The overall structure is easily apparent so I won’t discuss what is obvious from the outline above. I listed several (conjectural) structure ideas for the central section. There is an alternation between positive and negative characteristics of love so there may be an ABAB structure that turns nicely between those two halves at 13:6. Since, IMHO, Paul doesn’t use his words carelessly (as we do), I wondered why he referred to love with the definite article (lit. “the love”). He uses this term four times. It is no surprise that he uses it at the beginning and end of the center section, but why does he use this term twice, back to back, in 13:4 as he begins his string of negatives? The first use would be understandable (since he is beginning the negatives). My hypothesis is that this repetition is a signal for another (chiastic) structure, probably in addition to the ABAB outline. Note also the minor chiastic structure in 13:7. Since the center of this minor structure consists of the twin concepts of faith and hope, we might take a moment to consider how his ethical description of love at this point relates to the theology of faith and hope. Certainly these three graces form a comprehensive whole, but where do they connect? Normally in Paul, doctrine leads to praxis; faith works through love. However, in this section, the opposite is true - love is in control. Love is what is believing and hoping “all things.” I doubt that “all means all and that’s all all means.” I might be gullible, but love is not gullible. Paul probably intends some more restricted, possibly theological, scope, by this reference. I think that love is intended to be related to believing and hoping in what the apostles taught. Love believes that Christ arose from the dead. Love hopes in the resurrection. There is a certain selflessness required to believe and hope in these things, possibly because their reception and application begins and ends in God, not us.

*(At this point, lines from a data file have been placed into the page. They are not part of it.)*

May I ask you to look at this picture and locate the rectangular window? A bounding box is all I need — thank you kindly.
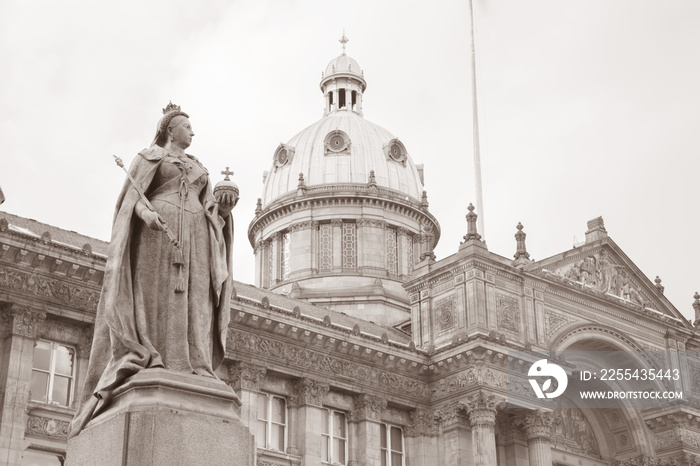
[31,340,75,406]
[255,393,287,452]
[343,222,357,270]
[321,409,348,464]
[318,223,333,272]
[385,228,399,275]
[380,424,404,466]
[280,231,291,280]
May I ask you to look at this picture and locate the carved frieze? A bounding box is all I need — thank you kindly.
[554,249,651,307]
[26,415,70,440]
[289,379,331,407]
[0,267,100,310]
[544,310,574,340]
[496,293,520,333]
[227,328,428,398]
[2,304,46,338]
[435,296,457,332]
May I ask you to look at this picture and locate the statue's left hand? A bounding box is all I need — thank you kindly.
[216,192,238,215]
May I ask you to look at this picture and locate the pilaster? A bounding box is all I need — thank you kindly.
[350,394,387,466]
[0,304,46,465]
[464,391,501,466]
[289,379,330,466]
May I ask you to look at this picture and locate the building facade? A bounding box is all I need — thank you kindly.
[0,46,700,466]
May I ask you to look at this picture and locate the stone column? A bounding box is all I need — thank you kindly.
[289,379,330,466]
[521,409,553,466]
[0,304,46,465]
[404,408,440,466]
[351,394,387,466]
[436,403,474,466]
[465,391,499,466]
[226,361,267,432]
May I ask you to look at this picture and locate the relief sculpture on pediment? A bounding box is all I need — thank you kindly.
[556,250,649,307]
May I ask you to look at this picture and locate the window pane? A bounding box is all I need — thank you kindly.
[51,375,70,406]
[391,427,403,451]
[270,424,284,451]
[54,346,73,375]
[33,341,51,371]
[323,411,331,434]
[31,371,49,403]
[270,397,286,424]
[333,413,345,438]
[255,421,267,448]
[258,395,267,420]
[321,435,331,461]
[333,439,345,464]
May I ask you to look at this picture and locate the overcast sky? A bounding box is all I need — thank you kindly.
[0,0,700,318]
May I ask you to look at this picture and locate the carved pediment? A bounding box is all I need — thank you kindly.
[529,239,690,327]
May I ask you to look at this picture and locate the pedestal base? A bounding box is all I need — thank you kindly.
[66,369,255,466]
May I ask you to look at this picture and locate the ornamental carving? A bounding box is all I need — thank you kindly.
[435,402,469,430]
[464,390,504,427]
[227,328,428,399]
[515,409,554,442]
[2,304,46,338]
[289,379,331,407]
[435,297,457,332]
[544,311,574,339]
[229,361,267,391]
[552,407,598,453]
[0,267,100,311]
[352,394,387,422]
[555,249,650,307]
[496,293,520,333]
[26,415,70,440]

Lastly, the paired numbering of the individual descriptions of the central section is very conjectural. I added it to at least help show the total number of characteristics listed and to give food for thought for a few possible pairs, at least those established at the beginning of the list.

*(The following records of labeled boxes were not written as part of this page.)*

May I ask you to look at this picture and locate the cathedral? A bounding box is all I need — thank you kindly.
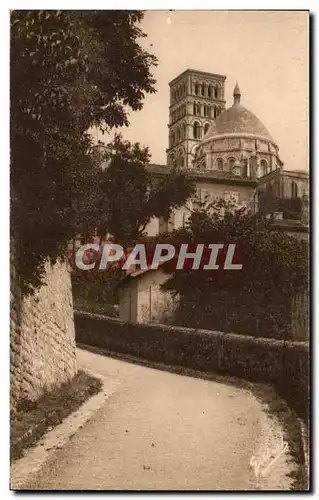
[117,69,309,324]
[146,69,308,236]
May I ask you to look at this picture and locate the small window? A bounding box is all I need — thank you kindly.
[224,191,239,203]
[193,122,201,139]
[228,158,236,170]
[291,181,298,198]
[176,127,181,142]
[260,160,268,176]
[217,158,224,170]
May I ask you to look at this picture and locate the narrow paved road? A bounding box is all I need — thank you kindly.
[21,349,292,490]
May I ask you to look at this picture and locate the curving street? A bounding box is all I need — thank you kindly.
[23,349,289,490]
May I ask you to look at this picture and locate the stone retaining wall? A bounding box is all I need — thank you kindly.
[10,258,77,407]
[74,311,309,417]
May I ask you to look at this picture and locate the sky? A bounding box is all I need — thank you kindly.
[99,10,309,170]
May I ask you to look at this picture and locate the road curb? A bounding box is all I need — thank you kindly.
[10,370,117,490]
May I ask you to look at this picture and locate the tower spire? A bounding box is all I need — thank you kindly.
[233,82,241,104]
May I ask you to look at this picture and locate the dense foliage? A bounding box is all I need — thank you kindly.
[11,10,190,291]
[161,202,308,338]
[94,135,194,245]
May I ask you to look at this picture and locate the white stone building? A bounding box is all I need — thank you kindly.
[118,69,308,322]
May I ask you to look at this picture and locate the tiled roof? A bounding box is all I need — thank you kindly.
[205,104,274,142]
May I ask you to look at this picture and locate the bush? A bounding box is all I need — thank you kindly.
[74,311,309,417]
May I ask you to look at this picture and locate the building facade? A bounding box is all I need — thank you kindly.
[166,69,226,168]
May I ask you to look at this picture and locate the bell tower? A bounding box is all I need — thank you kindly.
[166,69,226,168]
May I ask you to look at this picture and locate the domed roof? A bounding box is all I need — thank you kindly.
[204,84,274,142]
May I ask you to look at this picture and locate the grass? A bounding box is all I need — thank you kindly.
[10,370,102,461]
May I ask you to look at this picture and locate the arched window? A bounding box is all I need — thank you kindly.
[291,181,298,198]
[260,160,268,176]
[169,153,175,166]
[177,149,184,167]
[193,122,200,139]
[217,158,224,170]
[228,157,236,170]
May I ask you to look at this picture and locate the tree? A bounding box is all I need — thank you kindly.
[11,10,156,292]
[164,202,308,339]
[96,135,194,244]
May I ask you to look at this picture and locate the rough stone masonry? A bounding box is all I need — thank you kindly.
[10,257,77,407]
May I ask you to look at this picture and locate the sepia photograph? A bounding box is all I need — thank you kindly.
[8,9,312,493]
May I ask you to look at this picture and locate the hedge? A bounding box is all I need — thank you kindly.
[74,311,309,418]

The last section definitely has an overall chiastic structure, but note that the inner B terms have been given their own dual structure - both ABAB and ABBA. The alternating parallelism moves from 1st person plural (we) to 1st person singular (I). The chiastic aspect of the interior is shown in the outline above with two inner illustrations and two “now/then” scenarios.

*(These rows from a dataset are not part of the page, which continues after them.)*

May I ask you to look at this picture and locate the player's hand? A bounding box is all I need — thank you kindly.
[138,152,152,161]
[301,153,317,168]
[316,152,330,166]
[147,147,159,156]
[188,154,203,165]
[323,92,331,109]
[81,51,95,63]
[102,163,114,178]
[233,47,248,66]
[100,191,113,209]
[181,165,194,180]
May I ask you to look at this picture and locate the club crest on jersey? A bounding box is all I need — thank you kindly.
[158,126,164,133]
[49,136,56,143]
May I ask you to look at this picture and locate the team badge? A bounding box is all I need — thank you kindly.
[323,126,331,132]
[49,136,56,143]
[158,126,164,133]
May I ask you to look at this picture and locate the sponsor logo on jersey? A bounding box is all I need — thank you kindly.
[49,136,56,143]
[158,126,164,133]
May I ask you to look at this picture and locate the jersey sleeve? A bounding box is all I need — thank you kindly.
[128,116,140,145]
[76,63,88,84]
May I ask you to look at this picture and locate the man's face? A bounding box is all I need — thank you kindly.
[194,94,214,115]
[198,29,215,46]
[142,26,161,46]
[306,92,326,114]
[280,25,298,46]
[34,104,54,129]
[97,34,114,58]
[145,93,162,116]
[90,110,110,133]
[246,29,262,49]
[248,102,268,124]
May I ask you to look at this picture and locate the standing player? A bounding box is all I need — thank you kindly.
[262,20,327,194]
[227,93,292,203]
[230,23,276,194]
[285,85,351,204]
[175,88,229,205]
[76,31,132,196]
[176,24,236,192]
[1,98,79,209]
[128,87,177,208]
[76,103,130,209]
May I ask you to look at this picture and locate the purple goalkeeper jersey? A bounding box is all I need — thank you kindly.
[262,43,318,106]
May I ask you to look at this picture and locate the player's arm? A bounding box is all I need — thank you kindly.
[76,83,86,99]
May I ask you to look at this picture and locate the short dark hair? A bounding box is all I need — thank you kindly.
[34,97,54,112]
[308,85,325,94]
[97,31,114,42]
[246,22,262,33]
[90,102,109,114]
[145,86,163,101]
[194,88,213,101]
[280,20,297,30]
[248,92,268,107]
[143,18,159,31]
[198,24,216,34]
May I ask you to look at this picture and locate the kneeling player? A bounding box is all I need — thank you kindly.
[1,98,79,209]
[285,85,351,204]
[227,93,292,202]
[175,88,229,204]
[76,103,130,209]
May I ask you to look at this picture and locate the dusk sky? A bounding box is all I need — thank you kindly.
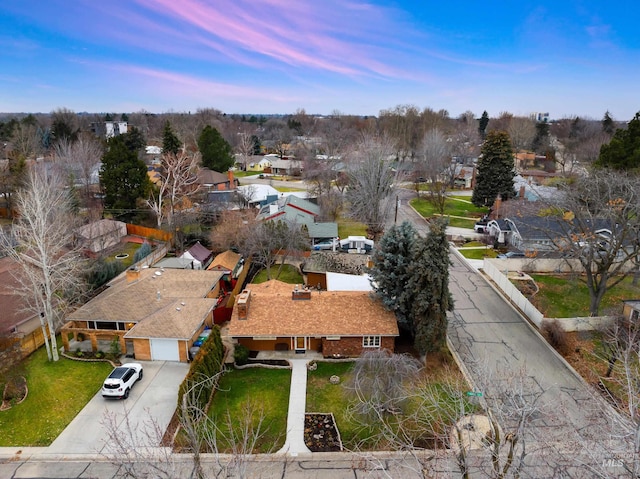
[0,0,640,121]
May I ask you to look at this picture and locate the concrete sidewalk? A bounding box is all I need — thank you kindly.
[278,359,311,456]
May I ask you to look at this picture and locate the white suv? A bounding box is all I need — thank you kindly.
[102,363,142,399]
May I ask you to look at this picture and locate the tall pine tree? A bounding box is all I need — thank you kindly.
[162,120,182,155]
[405,219,453,355]
[370,221,418,331]
[100,135,151,210]
[595,112,640,170]
[198,125,234,171]
[471,130,516,206]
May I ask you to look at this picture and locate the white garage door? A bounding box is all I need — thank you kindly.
[151,339,180,361]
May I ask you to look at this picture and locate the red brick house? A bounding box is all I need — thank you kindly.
[228,280,399,357]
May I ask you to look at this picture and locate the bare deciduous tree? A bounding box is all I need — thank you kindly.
[1,165,81,361]
[53,133,104,198]
[345,136,397,239]
[416,129,456,214]
[102,374,286,479]
[147,147,199,229]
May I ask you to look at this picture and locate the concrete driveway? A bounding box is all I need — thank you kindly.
[46,361,189,455]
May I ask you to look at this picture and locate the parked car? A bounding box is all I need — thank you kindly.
[497,251,525,259]
[313,238,340,251]
[102,363,143,399]
[473,220,489,233]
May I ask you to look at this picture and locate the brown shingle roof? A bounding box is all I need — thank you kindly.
[125,298,216,339]
[229,280,398,337]
[208,250,242,271]
[67,268,222,322]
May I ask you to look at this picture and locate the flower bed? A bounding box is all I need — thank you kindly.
[304,413,342,452]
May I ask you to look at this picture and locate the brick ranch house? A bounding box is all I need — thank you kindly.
[228,280,399,357]
[61,268,223,362]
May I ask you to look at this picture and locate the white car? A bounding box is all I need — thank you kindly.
[102,363,142,399]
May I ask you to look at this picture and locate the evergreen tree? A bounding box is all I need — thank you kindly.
[100,135,151,209]
[595,112,640,170]
[602,110,616,136]
[478,110,489,140]
[119,126,147,155]
[471,130,516,206]
[198,125,234,171]
[370,221,418,331]
[404,219,453,355]
[162,120,182,155]
[531,121,549,153]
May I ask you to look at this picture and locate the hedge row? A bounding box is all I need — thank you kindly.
[178,326,224,413]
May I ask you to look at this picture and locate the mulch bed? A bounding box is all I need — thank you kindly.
[304,413,342,452]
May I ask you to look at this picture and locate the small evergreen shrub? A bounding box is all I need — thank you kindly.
[233,344,249,366]
[542,321,569,356]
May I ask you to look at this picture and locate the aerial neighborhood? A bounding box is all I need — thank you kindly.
[0,105,640,477]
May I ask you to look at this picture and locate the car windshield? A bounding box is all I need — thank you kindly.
[109,368,129,379]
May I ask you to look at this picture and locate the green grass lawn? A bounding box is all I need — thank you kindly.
[107,243,142,269]
[410,196,488,228]
[337,217,367,239]
[306,361,473,450]
[274,186,307,193]
[0,347,113,447]
[458,248,498,259]
[251,264,304,284]
[531,274,640,318]
[209,368,291,453]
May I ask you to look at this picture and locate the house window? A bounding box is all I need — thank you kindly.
[362,336,380,348]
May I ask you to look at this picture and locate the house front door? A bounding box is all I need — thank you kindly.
[293,336,307,353]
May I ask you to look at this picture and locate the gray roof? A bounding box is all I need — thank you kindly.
[307,223,338,238]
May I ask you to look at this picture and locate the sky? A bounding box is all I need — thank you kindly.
[0,0,640,121]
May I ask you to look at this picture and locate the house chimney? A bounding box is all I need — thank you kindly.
[236,289,251,319]
[291,284,311,301]
[127,267,140,283]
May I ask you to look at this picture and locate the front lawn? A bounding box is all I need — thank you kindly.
[209,368,291,453]
[410,197,488,228]
[337,217,367,239]
[251,264,304,284]
[0,346,113,447]
[531,274,640,318]
[306,352,473,450]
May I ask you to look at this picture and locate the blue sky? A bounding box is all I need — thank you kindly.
[0,0,640,120]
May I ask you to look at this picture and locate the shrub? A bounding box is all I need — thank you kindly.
[541,321,569,356]
[133,241,151,263]
[178,326,224,412]
[233,344,249,366]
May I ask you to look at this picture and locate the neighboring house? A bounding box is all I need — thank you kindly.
[91,121,128,140]
[61,268,222,362]
[622,299,640,322]
[180,241,213,269]
[307,223,338,246]
[228,280,399,357]
[238,184,282,207]
[153,258,202,269]
[0,256,44,356]
[75,219,127,253]
[247,155,278,173]
[453,165,475,190]
[198,168,240,193]
[256,195,320,225]
[270,157,303,176]
[340,236,374,253]
[207,250,244,286]
[300,251,371,291]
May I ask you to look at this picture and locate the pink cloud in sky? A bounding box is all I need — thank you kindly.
[112,64,302,102]
[131,0,418,76]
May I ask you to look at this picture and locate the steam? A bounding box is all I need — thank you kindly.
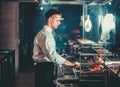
[101,14,115,41]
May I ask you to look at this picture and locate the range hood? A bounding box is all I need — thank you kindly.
[39,0,113,5]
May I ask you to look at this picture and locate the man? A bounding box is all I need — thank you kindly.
[33,9,80,87]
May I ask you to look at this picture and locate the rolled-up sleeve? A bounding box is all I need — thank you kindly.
[45,32,66,64]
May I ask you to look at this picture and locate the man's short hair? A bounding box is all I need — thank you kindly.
[45,9,61,20]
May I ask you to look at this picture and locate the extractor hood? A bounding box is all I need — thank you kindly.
[39,0,113,5]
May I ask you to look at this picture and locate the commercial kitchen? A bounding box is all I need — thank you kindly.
[0,0,120,87]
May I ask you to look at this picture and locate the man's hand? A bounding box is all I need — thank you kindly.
[73,62,80,68]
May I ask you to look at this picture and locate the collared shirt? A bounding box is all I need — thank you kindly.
[33,25,65,64]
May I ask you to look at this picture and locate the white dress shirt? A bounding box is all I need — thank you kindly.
[33,25,65,64]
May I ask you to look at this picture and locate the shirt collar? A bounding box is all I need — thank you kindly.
[44,25,52,33]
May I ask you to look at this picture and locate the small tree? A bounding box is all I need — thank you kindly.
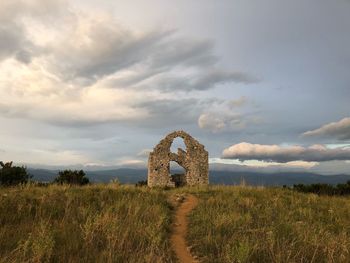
[54,170,89,185]
[0,162,31,186]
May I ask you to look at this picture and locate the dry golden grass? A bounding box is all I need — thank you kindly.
[188,187,350,262]
[0,185,173,262]
[0,184,350,262]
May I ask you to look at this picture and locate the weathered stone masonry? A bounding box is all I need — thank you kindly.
[148,131,209,187]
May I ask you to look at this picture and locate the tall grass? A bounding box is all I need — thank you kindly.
[188,187,350,262]
[0,185,174,262]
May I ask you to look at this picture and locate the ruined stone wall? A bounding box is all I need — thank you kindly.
[148,131,209,187]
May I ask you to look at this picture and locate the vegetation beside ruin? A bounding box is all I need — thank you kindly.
[188,186,350,262]
[0,184,173,262]
[0,183,350,262]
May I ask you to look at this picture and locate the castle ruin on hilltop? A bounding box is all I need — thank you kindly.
[147,131,209,187]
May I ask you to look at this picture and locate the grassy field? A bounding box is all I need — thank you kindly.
[188,187,350,262]
[0,184,350,262]
[0,185,174,262]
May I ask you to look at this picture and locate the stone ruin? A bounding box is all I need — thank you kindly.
[147,131,209,187]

I think the outer portion of this last chiastic structure has great implications for the present day. People debate about whether tongues are for today. (In retrospect, I probably should have translated this term “languages.”) We don’t hear much debate about knowledge or prophecy though.
In any case, Paul says these three gifts will cease, but more importantly he says three graces will remain. Why is there no popular seeking and striving for faith, hope, or love today? These graces are what we ought to be concerned about. For more on the subject, check out the older, but classic book by Gene Getz, “The Measure of a Church.” He shows from the Pauline epistles that Paul judged the spiritual status of the churches by these three graces - faith, hope, and love. These are the energies of God given to us in Christ. If Paul judged the church in this manner, then we ought to take a good look at our selves in the same way.